The PSI reported that state law charges had been filed against Mellerson for aggravated assault and armed burglary in connection with the circumstances surrounding his firearms possession. The PSI determined that those crimes were crimes of violence committed in relation to Mellerson’s firearm possession and therefore that his base offense level should be set at 34 under § 4B1.4(b)(3)(A) of the guidelines, part of the ACC provisions. Although not contesting that he committed the aggravated assault and armed burglary and that those were crimes of violence, Mellerson objected to the determination that the § 4B1.4(b)(3)(A) provision applied. He argued that because he had not been convicted of those charges they should not be considered in sentencing him. Instead, under his view the base offense level should be set at 33 pursuant to § 4B1.4(b)(3)(B), which covers firearms possession not involving a crime of violence. The district court rejected that argument, found Mellerson was involved in a crime of violence while he possessed the firearms, and set his base offense level at 34.

Whether or not a person must actually be convicted of a crime of violence to warrant the base offense level set by § 4B1.4(b)(3)(A) is a question of first impression in this Circuit. However, in United States v. Rutledge , 33 F.3d 671, 673-74 (6th Cir. 1994), and United States v. Gary, 74 F.3d 304, 316 (1st Cir. 1994), the Sixth and First Circuits both held that as long as the government proves by a preponderance of the evidence that a crime of violence was committed in connection with the firearms possession, § 4B1.4(b)(3)(A) applies regardless of whether the connected crimes led to a conviction. We agree.
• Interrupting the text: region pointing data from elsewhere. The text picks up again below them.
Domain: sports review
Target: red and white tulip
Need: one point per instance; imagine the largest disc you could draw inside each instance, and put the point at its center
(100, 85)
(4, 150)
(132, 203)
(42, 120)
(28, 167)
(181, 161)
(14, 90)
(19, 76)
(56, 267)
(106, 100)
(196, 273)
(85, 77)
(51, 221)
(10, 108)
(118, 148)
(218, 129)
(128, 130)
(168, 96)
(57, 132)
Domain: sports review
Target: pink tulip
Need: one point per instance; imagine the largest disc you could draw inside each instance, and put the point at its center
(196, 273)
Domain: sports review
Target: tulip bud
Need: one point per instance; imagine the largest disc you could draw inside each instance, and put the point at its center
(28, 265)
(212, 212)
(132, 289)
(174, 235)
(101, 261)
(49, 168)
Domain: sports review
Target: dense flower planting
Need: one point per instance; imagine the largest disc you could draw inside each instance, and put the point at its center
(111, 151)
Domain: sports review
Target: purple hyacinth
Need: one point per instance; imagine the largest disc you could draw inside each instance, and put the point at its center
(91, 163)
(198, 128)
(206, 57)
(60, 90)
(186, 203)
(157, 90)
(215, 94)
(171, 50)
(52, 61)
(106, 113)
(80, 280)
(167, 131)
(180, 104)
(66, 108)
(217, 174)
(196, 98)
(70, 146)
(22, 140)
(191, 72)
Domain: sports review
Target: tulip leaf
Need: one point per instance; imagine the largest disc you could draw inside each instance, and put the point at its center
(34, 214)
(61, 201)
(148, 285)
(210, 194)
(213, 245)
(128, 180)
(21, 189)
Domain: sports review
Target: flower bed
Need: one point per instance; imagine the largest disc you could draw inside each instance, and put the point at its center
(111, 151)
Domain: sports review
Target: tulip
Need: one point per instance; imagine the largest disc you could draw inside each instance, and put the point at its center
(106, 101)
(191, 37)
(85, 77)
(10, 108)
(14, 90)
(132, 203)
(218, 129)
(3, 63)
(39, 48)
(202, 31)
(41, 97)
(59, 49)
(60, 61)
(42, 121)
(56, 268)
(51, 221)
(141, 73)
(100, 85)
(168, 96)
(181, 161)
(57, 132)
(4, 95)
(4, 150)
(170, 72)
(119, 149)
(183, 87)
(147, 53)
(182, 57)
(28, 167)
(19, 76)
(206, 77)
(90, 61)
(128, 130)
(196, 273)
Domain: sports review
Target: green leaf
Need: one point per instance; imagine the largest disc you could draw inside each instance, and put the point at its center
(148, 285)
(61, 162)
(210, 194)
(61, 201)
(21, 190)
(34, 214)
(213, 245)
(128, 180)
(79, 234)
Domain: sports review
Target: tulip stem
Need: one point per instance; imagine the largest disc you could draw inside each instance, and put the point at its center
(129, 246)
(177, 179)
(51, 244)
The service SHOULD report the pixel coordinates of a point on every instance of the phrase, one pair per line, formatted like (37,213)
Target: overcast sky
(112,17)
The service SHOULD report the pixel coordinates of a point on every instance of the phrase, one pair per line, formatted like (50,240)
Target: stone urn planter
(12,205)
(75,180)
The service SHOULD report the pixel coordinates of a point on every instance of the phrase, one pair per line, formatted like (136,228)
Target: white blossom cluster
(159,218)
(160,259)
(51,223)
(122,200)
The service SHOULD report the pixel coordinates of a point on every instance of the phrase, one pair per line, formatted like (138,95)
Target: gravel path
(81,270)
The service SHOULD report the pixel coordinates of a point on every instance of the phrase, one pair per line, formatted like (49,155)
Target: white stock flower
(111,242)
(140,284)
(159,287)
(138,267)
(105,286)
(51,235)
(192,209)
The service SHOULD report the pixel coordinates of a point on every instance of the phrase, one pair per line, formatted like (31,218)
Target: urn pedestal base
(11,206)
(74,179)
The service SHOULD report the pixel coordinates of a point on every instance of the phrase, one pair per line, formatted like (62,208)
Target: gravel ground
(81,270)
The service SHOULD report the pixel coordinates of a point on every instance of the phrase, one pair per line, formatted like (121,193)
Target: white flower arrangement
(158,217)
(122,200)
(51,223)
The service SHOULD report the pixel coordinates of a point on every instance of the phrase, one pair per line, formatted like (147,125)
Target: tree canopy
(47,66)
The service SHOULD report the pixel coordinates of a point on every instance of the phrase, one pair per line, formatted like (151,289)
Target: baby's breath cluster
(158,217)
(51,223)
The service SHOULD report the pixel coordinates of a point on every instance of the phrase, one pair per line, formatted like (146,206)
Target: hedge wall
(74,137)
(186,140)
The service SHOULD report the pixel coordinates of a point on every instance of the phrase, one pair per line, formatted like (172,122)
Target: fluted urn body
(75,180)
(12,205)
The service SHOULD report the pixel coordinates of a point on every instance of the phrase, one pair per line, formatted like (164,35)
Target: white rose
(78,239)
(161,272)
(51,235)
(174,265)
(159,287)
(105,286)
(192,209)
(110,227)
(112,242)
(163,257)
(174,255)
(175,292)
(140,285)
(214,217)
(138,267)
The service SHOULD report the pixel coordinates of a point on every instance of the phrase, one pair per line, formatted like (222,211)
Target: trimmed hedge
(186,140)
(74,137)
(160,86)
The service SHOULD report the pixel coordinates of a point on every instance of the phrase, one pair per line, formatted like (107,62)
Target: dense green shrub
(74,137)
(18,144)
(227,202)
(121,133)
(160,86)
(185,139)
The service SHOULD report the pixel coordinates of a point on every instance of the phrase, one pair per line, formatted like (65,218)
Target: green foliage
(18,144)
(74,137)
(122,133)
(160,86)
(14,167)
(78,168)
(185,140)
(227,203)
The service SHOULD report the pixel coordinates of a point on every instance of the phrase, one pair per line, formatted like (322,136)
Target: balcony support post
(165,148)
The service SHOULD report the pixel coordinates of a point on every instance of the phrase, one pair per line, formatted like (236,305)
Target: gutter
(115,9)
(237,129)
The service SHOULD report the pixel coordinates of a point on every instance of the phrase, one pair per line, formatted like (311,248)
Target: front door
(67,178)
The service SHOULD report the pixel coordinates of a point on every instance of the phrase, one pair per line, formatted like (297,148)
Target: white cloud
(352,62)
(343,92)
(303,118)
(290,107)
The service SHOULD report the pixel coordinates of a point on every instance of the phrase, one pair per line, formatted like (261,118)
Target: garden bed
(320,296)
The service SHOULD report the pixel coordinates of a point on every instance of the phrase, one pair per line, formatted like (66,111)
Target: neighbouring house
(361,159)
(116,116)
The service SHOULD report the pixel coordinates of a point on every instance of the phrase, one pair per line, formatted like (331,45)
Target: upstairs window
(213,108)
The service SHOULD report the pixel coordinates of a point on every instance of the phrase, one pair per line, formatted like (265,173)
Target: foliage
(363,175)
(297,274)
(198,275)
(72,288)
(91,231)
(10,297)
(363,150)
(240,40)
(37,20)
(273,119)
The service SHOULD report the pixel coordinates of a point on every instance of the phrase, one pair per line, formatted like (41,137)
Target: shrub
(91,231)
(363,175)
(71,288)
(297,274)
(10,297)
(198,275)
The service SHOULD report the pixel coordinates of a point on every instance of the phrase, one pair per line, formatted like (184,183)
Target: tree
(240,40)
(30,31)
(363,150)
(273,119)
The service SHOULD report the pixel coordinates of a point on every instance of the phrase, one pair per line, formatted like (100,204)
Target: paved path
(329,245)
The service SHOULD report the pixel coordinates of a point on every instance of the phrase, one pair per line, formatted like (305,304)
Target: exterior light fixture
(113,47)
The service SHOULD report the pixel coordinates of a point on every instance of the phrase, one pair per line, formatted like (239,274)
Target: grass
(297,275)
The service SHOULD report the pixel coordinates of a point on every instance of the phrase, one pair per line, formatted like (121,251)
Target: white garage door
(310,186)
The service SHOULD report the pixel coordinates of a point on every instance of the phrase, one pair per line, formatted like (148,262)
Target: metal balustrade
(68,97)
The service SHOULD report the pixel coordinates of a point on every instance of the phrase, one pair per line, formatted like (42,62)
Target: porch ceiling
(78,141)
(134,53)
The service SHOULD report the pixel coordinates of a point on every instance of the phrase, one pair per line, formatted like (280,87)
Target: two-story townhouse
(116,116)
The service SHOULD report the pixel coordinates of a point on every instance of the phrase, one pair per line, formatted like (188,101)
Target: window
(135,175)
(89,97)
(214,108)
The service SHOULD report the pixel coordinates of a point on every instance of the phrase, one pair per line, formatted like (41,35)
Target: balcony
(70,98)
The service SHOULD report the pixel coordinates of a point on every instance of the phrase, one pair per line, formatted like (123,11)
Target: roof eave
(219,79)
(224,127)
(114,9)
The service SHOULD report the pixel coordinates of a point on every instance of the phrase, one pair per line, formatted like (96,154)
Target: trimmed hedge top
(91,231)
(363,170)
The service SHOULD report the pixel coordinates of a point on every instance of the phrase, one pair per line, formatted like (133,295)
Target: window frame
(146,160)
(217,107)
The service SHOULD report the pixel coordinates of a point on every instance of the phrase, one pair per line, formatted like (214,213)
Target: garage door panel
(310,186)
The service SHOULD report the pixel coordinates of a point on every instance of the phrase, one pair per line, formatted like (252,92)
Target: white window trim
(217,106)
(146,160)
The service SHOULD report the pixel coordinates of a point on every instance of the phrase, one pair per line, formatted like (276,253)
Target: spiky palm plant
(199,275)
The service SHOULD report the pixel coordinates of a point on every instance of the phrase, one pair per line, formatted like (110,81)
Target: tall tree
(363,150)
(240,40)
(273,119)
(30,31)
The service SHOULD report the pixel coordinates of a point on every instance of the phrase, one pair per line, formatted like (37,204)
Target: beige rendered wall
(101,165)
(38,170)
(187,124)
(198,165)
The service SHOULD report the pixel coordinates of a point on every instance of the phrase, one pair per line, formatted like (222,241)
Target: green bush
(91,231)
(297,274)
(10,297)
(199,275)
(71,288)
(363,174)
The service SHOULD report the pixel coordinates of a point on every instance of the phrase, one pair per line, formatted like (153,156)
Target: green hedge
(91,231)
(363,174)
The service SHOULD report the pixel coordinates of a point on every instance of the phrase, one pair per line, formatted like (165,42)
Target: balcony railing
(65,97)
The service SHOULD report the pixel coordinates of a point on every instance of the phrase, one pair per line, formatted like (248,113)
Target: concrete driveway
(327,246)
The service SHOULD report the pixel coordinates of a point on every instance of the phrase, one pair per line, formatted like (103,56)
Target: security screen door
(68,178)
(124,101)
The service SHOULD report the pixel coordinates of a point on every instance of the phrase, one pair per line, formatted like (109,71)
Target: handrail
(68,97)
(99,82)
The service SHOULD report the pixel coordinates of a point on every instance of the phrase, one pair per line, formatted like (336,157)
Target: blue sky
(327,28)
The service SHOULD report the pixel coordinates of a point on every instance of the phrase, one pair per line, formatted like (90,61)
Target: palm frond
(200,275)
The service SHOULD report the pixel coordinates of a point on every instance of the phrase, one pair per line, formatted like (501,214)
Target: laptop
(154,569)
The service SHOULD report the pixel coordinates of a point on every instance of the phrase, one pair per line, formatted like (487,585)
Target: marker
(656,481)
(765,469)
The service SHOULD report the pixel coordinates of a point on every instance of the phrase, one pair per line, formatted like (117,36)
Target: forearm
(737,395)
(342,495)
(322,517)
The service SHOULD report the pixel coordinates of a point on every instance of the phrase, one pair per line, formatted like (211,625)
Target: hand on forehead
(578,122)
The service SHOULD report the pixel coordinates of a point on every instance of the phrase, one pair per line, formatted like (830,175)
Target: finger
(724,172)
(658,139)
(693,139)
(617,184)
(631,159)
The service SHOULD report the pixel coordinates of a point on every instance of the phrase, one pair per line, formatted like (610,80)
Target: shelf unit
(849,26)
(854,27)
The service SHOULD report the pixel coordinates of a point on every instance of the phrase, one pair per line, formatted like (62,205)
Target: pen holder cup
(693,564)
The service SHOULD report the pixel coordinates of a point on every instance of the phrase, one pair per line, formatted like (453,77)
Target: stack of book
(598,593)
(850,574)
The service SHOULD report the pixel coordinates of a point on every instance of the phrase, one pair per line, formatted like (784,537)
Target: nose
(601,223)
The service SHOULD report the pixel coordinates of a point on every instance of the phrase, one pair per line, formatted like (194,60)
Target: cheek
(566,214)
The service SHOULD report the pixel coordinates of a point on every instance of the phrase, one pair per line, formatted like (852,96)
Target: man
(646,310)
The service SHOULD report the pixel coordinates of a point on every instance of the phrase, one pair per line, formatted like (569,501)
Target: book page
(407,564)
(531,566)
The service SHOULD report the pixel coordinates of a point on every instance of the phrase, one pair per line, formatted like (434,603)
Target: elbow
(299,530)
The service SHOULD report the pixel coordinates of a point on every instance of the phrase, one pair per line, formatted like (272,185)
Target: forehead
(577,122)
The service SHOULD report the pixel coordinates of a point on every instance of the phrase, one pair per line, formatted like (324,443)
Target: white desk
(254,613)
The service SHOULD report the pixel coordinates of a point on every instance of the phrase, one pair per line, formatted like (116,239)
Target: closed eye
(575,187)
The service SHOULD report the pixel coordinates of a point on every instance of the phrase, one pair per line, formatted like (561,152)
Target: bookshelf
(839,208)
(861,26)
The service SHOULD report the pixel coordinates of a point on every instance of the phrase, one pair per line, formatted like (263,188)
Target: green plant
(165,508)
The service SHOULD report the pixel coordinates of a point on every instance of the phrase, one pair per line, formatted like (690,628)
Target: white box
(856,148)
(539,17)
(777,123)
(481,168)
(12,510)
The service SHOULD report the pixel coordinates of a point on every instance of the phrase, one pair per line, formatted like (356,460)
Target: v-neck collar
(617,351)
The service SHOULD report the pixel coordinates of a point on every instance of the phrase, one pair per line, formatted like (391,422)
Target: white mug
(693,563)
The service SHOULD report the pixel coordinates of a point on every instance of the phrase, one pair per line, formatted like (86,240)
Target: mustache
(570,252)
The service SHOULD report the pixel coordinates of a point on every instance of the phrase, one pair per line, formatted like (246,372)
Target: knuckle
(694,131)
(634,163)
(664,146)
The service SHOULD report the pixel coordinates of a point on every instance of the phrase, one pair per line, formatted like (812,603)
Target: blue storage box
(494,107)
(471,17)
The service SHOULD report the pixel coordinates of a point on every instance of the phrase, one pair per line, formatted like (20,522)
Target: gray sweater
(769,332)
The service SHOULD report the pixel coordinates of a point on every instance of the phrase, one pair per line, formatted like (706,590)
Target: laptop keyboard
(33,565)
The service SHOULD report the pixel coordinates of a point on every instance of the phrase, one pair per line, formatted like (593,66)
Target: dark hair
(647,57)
Section 4B1.4(b)(3)(A) states that 34 is the proper offense level “if the defendant used or possessed the firearm . . . in connection with a crime of violence.” The language includes no mention of a conviction. By contrast, the language of § 4B1.1, the section that defines a career offender, specifically requires that a defendant have “at least two prior felony convictions of either a crime of violence or a controlled substance offense.” (emphasis added). The difference between the two sections indicates that the Sentencing Commission knew how to make a conviction the prerequisite for application of a provision. See Russello v. United States, 464 U.S. 16, 23, 104 S. Ct. 296, 300 (1983)(“[W]here Congress includes particular language in one section of a statute but omits it in another section of the same Act, it is generally presumed that Congress acts intentionally and purposefully in the disparate inclusion or exclusion.”); see also Field v. Mans, 516 U.S. 59, 67-75, 116 S. Ct. 437, 442-46 (1995)(discussing the “negative pregnant” rule of statutory construction, that the inclusion of a term in one section of a statute implies its intentional exclusion from another section). That is the same reasoning the Sixth Circuit used. See Rutledge, 33 F.3d at 674. Therefore, we hold that § 4B1.4(b)(3)(A) applies even if the defendant was not actually convicted of the crime of violence in connection with which he possessed the firearm. Instead, the government need only prove that a crime of violence was committed in connection with the firearm possession, and that proof can be by a preponderance of the evidence. See, e.g., United States v. Shernberg, 89 F.3d 1461, 1476 (11th Cir.1996)(holding that the government must prove the facts used in sentencing by a preponderance of the evidence). In this case, the government met its burden. As the district court found from the evidence it heard at trial: “he was involved in a crime of violence, he threatened his wife, he abducted his child, he was in possession of a stolen automobile when he fired shots in the neighborhood.” That being so, the district court appropriately used § 4B1.4(b)(3)(A) to set the base offense level at 34.

III.

Mellerson’s conviction and sentence are AFFIRMED.